Wednesday, June 2, 2010

The World's Worst Dinner

Every wife has a story about cooking a really bad dinner. I remember mine like it happened yesterday. My husband and I were newly married, and we lived in a two story place right across the highway from the Purina Dog Food plant. Every night, if we left the windows open, we could smell the aroma of freshly baked Dog Chow. Talk about prime real estate....if you're a canine. Thankfully we were only renting. We learned a valuable tool about selecting a home.....location, location, location. Anyway, I was working full time at a large animal veterinary practice, and my husband was working for a pipeline company. We both put in long hours, and the last thing we wanted to do when we got home late at night was cook. I tried my best to throw quick meals together, and for the most part we survived. Except for that one time. The time I made the world's worst dinner.

It was the beginning of Lent, and my husband's family is full of devout Catholics. My mother-in-Law went to Sam's Club and purchased us a full case of canned tuna fish for Friday meals. I am not Catholic, but I certainly did not want to offend those who were, so I decided to prepare a delightful Tuna Casserole for my new groom on Friday night. I didn't know the first thing about preparing this sort of thing, but we had ten cans of Tuna to use up and I didn't want to waste it. I read the directions....twice. I mixed and measured, and baked it in a casserole dish. I lightly sprinkled the top with buttered corn flakes crushed up. I poured my blood, sweat, and tears into that dish. And I have to say that I was a little disappointed from the start because it looked less than appetizing right out of the oven. I don't like monochromatic dishes, ones that lack pizazz in the color department. This dish was a sickening shade of grayish, yellow. It smelled like tuna. I wasn't sure about the end product, but I served it up in a lovely bowl.

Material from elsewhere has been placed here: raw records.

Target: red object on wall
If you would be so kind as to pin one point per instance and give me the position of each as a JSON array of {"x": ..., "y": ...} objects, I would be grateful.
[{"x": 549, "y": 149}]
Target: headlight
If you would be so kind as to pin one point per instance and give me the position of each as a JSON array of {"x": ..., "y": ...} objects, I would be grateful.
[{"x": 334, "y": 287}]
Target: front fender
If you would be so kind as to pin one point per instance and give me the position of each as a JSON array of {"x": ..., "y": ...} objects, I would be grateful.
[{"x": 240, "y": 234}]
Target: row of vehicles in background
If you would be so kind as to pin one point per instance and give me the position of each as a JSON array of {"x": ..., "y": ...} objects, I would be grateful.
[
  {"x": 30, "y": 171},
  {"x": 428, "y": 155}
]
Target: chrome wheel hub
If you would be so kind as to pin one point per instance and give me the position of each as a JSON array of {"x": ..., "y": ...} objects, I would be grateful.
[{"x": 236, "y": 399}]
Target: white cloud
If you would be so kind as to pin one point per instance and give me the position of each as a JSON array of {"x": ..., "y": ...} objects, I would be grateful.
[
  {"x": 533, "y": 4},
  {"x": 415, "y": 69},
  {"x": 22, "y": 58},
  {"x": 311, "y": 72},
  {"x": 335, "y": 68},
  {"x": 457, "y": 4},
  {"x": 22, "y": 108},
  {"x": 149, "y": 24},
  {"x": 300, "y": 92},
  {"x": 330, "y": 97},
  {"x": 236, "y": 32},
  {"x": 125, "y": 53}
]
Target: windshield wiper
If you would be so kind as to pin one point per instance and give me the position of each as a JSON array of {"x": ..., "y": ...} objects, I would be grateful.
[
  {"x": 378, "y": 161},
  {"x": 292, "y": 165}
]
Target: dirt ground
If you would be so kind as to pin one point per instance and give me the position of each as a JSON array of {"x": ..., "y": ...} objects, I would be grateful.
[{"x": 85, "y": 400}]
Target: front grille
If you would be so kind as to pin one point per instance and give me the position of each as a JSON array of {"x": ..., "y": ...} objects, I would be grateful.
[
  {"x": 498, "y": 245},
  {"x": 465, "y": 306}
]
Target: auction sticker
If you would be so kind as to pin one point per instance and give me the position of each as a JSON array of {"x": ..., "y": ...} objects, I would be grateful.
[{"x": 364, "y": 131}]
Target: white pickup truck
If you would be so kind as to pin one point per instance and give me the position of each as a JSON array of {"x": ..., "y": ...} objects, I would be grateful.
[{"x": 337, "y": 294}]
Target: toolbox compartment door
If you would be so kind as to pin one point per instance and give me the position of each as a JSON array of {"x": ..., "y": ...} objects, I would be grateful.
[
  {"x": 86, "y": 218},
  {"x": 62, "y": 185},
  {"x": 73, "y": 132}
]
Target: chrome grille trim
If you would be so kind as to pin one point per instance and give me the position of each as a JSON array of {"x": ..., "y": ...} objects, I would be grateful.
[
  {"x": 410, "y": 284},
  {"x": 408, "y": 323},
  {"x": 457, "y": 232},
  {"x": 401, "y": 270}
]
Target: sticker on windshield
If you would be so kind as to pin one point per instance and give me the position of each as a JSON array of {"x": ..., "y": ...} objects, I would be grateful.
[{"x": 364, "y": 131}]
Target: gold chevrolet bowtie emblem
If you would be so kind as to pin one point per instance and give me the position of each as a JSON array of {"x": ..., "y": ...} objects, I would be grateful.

We said the blessing and then stared each other down. Who was going to be the brave one? Not me, that's for sure! My husband took the first bite. He tried to mask his reaction. After all, we had only been married a few months. He wouldn't dare crush my spirit for fear of eating frozen dinners for the rest of his life. But I could tell he hated it from the first bite. It couldn't be that bad, could it? I lifted my fork to my mouth. Down the hatch! It was so rancid that I couldn't even swallow it. I spit it back into the bowl. “Man, that's really gross!” I said. I quickly snatched his bowl from him so he didn't have to smell it, or look at it anymore. Then my husband got the brilliant idea to feed it to our dog. Boone inhaled half of the bowl, and then promptly turned and hurled it all over our carpet. “That was so bad, it made the dog throw up!” my husband laughed. I was mortified. I took the Tuna Casserole, and dumped the whole thing into the trash can and cleaned the barf out of the carpet. It smelled like Tuna for days! After we cleaned up the disaster, we hopped in the truck and went to the nearest fast food location. I vowed NEVER to make Tuna casserole again.

I'm happy to report that my cooking skills have improved over the last ten years. The pain of that night has diminished over time, but the memory of that meal will live on forever thanks to my husband. Every now and then, out of the blue, he'll say, “Remember that time you baked Tuna Casserole and made the dog puke?” How could anyone forget that wretched day?